A MELT INTERACTION MODEL FOR THE FORMATION OF THE KRATZ SPRING IRON OXIDE RARE EARTH ELEMENT DEPOSIT, MISSOURI, USA

The Kratz Spring Deposit is a rhyolite to trachyte hosted massive magnetite, hematite, and phosphate deposit that is part of the larger Proterozoic Iron Metallogenic Province in SE Missouri, USA. Interest in this province has recently increased due to potential for strategic element mineralization, primarily rare earth elements (REE) and cobalt. Although it is widely assumed that Iron Oxide Apatite (IOA) deposits, like Kratz Spring, have a primarily magmatic origin, the exact mechanisms through which these deposits form remain elusive.

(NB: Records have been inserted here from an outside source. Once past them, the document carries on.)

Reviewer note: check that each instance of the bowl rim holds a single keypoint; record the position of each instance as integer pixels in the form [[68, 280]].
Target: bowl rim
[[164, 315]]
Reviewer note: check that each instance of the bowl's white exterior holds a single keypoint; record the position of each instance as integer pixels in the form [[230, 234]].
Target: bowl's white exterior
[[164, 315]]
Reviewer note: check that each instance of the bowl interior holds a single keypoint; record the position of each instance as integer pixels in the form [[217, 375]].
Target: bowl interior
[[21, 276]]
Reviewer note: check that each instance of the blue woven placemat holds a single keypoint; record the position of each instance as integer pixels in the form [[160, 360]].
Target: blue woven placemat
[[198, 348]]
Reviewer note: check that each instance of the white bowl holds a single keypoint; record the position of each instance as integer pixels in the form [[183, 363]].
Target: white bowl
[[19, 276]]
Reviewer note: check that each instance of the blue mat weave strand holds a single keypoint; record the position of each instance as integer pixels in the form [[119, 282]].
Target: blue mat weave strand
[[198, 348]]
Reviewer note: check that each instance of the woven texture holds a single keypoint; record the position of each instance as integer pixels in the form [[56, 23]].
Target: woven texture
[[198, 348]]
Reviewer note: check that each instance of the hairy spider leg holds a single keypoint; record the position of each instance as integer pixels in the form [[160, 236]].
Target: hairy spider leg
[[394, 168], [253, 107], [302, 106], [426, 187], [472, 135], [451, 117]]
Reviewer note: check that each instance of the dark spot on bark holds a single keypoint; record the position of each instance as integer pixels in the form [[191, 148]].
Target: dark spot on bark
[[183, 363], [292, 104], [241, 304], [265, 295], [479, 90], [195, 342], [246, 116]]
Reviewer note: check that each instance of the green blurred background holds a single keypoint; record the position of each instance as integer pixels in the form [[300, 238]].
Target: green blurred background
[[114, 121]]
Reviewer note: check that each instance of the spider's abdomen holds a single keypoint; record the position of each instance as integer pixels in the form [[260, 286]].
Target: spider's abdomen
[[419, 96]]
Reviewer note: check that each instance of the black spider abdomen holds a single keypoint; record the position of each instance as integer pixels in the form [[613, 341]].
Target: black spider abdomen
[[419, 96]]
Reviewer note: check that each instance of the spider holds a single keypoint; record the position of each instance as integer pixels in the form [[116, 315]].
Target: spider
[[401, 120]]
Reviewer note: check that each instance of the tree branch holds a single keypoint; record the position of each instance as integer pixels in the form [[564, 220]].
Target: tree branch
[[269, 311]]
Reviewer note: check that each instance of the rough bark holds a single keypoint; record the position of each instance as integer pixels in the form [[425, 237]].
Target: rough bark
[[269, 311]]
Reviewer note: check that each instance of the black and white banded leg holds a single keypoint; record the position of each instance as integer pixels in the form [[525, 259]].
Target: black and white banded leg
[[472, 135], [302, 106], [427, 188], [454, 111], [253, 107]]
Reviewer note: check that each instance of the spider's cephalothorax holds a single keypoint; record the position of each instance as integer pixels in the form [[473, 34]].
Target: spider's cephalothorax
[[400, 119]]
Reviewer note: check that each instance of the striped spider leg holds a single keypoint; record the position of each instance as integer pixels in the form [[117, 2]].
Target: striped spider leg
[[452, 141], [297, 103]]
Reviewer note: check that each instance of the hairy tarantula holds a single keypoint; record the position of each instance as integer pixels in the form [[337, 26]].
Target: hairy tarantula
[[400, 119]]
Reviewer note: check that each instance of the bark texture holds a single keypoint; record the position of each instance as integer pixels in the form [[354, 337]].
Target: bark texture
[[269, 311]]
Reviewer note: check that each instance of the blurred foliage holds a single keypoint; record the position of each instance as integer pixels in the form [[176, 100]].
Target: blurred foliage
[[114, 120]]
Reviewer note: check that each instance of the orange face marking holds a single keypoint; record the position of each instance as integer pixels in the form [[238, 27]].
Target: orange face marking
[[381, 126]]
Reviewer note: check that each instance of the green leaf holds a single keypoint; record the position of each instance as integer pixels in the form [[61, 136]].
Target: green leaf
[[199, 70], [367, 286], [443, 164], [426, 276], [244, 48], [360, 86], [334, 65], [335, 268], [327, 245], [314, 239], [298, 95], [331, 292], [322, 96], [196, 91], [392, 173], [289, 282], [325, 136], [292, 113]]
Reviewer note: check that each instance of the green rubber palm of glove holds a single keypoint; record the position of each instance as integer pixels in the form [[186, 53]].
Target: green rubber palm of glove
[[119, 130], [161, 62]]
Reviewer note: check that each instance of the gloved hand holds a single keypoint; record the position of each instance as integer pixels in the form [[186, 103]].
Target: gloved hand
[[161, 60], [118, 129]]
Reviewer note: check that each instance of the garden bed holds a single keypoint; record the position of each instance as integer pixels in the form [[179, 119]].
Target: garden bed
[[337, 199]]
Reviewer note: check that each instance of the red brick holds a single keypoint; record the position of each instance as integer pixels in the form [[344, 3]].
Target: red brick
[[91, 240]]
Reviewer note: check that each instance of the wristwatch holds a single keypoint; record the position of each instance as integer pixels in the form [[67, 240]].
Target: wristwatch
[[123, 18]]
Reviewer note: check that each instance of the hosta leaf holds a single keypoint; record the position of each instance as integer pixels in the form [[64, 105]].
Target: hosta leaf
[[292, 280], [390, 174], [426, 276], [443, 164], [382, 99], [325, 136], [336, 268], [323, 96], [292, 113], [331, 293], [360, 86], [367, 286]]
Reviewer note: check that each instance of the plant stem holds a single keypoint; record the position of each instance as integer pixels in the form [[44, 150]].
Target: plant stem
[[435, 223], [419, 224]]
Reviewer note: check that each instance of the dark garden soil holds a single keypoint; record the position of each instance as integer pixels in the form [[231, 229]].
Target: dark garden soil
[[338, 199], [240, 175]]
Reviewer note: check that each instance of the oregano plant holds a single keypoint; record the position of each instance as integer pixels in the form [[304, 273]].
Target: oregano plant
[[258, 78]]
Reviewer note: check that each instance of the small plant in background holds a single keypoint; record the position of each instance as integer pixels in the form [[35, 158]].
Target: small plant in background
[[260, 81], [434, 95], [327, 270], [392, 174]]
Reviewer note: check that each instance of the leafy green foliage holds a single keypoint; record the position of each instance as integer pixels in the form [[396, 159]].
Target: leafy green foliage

Here we present the results of an ongoing study that investigates how the Kratz Spring deposit was formed.

Drill core and petrographic studies show that the mineralization in Kratz Spring is dominated by massive to disseminated breccia-hosted magnetite in 4 strata bound zones, which are cut by breccia veins containing carbonate, specular hematite, fluorite, and REE-phosphates. Bulk rock data show that the iron oxide zones and REE-rich breccias have notably different chondrite normalized REE patterns; most notably oxide ores do not display a negative Eu anomaly, while REE breccias are distinctly Eu depleted. Iron isotope data obtained from oxide mineral concentrates reveal two distinct populations. The higher Fe group, ranging from 0.14 to 0.2 was only yielded from magnetite. The lower Fe population ranges from -0.02 to 0.07 and was generally acquired from specularite. We interpret the data to reflect that magnetite if of magmatic origin, while specularite formed in high T hydrothermal conditions.

Our integrated drill core, petrographic and geochemical data suggest that Kratz Spring’s mineralization formed from the dehydration of a mafic melt and/or its entrained hydrous silicates upon injection into a felsic magma chamber. Magnetite crystallized and attached to exsolving fluid/volatile bubbles which facilitated an upwards migration of magnetite, owing to an increased buoyancy. Several injection events formed the 4 distinct iron oxide ore layers. The volatile-rich veins, that crosscut these magnetite layers and can contain economic abundances of REE, are interpreted to represent fluid/volatile exsolution during later melt injection events. In this way, a single long-lived cyclic process can account for both the magmatic iron and hydrothermal REE ores at Kratz Spring.